Te has quedado en la prehistoria? no andabas por madagascar, que haces en la era de hielo?????

Alguno de los que puse manejan hasta 25A, hay una amplia variedad de corriente 1A 2A...........
Este que te pongo a continuación es para HV







*fernandob*
Si lo lei, presisamente al estar al vacio no tendras problemas con los contactos ni los arcos.... estan garantizados para funcionar con una larga vida útil, mucho mayor que la de un relay común


----------



## transalp99 (Dic 5, 2011)

Los relés de la foto, los azules para circuito impreso que puso fernandob, son para una tension de 250 V, en los contactos, si no me equivoco.
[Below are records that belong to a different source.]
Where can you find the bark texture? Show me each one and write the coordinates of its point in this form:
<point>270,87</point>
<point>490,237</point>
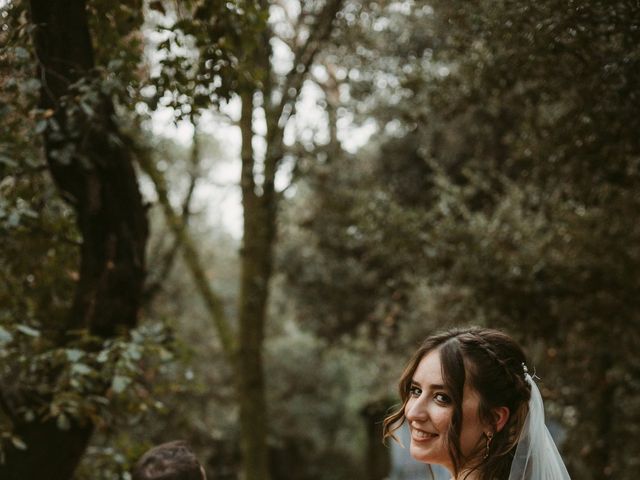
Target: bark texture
<point>98,179</point>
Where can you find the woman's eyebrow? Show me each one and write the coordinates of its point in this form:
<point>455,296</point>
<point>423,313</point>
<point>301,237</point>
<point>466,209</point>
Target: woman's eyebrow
<point>435,386</point>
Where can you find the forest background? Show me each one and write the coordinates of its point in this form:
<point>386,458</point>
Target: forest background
<point>402,167</point>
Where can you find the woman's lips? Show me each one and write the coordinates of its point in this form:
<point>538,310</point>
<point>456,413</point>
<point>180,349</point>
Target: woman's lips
<point>422,435</point>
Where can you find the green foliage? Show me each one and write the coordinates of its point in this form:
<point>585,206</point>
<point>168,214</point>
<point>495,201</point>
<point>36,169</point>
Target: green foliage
<point>502,195</point>
<point>207,55</point>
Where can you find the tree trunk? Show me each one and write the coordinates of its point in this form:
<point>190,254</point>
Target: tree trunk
<point>98,179</point>
<point>256,267</point>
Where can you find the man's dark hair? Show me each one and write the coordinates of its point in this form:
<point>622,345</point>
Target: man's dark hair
<point>169,461</point>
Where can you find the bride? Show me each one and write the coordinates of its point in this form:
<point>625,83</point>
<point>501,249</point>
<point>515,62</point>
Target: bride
<point>472,406</point>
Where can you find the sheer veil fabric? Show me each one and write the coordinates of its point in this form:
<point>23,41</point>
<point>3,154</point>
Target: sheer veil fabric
<point>536,456</point>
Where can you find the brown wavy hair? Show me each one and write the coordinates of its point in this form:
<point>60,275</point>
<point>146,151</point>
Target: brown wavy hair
<point>490,362</point>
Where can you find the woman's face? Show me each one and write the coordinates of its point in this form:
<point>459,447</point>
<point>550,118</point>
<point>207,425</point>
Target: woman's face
<point>429,411</point>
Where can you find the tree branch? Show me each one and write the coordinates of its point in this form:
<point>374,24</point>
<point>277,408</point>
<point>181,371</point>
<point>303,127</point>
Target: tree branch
<point>213,302</point>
Por mas que la corriente sea baja la aislacion del conjunto, contactos y bobina, es para 250 V. Yo usaria un minicontactor. Saludos


----------



## el-rey-julien (Dic 5, 2011)

en mis épocas los redsuich solo manejaban 500 miliamper,como cambio todo¡¡¡¡¡¡


----------



## pandacba (Dic 5, 2011)

y fijate el hombre empezo, con una llama para iluminarse, con una hoguera para calentarse.....
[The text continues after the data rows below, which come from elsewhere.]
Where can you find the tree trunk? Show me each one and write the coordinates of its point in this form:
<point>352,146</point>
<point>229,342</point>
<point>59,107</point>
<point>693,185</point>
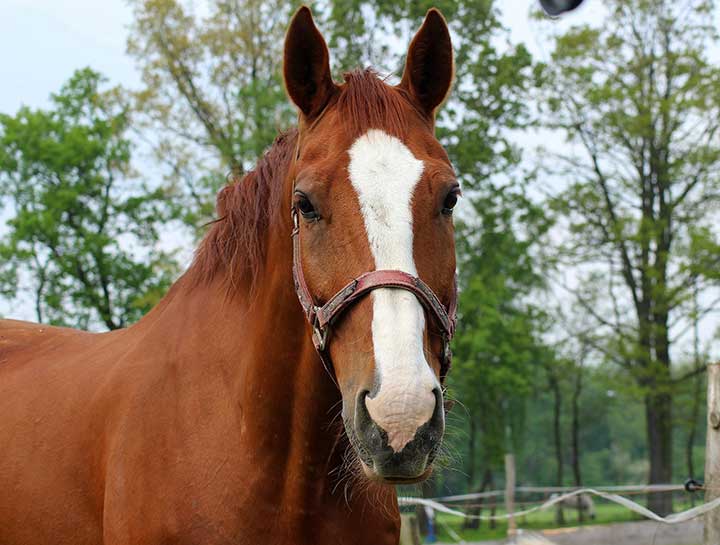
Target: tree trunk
<point>557,402</point>
<point>474,523</point>
<point>576,435</point>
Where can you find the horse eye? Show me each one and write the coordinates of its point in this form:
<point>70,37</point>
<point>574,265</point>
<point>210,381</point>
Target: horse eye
<point>450,201</point>
<point>305,207</point>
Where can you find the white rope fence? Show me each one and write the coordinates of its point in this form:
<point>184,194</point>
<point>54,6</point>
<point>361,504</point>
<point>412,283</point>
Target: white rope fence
<point>675,518</point>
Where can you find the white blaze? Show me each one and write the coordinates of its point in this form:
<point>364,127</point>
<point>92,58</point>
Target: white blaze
<point>384,173</point>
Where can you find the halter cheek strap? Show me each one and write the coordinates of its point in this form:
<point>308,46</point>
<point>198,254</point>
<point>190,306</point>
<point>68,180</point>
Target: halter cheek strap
<point>322,317</point>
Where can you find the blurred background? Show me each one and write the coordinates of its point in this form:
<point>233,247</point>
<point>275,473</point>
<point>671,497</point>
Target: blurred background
<point>588,148</point>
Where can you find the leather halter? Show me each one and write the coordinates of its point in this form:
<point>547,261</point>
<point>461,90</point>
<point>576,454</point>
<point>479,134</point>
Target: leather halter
<point>322,317</point>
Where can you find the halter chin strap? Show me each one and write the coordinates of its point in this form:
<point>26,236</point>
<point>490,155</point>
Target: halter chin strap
<point>322,317</point>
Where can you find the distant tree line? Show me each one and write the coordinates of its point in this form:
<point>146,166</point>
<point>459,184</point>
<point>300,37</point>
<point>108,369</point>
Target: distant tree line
<point>580,269</point>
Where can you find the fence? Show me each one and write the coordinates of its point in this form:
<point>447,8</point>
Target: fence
<point>709,509</point>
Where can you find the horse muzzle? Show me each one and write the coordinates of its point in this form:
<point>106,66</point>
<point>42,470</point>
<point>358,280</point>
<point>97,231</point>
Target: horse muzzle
<point>385,459</point>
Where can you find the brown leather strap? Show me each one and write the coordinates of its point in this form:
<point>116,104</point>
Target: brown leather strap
<point>322,317</point>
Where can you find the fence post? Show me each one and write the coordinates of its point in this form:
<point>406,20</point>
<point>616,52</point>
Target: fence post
<point>510,492</point>
<point>712,454</point>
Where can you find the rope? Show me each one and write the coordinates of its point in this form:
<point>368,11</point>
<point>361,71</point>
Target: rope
<point>553,489</point>
<point>675,518</point>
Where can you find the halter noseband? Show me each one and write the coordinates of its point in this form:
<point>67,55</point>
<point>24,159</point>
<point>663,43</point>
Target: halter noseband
<point>322,317</point>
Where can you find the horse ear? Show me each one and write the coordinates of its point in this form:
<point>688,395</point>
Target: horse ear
<point>306,65</point>
<point>428,70</point>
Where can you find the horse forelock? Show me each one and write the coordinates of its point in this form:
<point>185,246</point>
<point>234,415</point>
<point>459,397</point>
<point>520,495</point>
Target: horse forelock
<point>367,102</point>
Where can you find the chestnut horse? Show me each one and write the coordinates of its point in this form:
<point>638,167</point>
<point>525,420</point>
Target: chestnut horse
<point>213,419</point>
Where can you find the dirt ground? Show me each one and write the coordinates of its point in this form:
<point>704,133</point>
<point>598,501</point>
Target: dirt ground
<point>627,533</point>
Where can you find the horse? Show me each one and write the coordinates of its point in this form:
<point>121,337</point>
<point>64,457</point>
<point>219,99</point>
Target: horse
<point>293,374</point>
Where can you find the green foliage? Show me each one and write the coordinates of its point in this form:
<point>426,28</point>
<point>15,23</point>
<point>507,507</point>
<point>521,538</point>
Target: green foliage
<point>82,233</point>
<point>637,100</point>
<point>212,95</point>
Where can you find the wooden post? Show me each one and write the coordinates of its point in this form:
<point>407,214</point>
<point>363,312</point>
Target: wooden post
<point>510,492</point>
<point>409,530</point>
<point>712,455</point>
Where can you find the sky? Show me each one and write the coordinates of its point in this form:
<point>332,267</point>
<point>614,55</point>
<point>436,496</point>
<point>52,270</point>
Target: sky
<point>44,41</point>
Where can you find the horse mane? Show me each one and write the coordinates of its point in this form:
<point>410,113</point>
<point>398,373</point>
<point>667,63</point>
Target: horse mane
<point>247,206</point>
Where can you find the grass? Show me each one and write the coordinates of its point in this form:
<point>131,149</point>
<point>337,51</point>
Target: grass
<point>606,513</point>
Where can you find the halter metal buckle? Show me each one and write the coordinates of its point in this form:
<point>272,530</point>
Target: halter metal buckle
<point>320,337</point>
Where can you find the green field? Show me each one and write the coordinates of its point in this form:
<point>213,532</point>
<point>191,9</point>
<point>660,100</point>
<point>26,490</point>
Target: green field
<point>606,513</point>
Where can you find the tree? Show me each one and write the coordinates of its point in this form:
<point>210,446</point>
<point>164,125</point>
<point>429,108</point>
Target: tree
<point>637,100</point>
<point>213,97</point>
<point>498,347</point>
<point>83,233</point>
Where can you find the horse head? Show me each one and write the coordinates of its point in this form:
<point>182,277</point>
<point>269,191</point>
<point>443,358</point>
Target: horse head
<point>373,193</point>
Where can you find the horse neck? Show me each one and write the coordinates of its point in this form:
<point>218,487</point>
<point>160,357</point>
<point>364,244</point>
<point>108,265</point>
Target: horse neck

En el lapso de 50 años el consumo electrico por casa aumento de 5 a 7 veces promedio

En los 60 lo que más consumi era la heladera, le seguia la plancha la TV y la radio y algunas pocas lámparas......

50 años después de tres a 5 TV en la casa, idem DVD, un par de aire acondicionados, lavarropas, secarrropas, maquinas para la cocina, ventialdores varios cortadoras de cesped, lavadora para el autos los video juegos de los chicos, variso equpos de música de alta potencia, cargadrores de celulares, telefonos ihhalabmricos, varias PC iluminación global mayor y una enorme cantidad de cosas que permanece enchufadas en std by................................

Hubo cambios monarca....


----------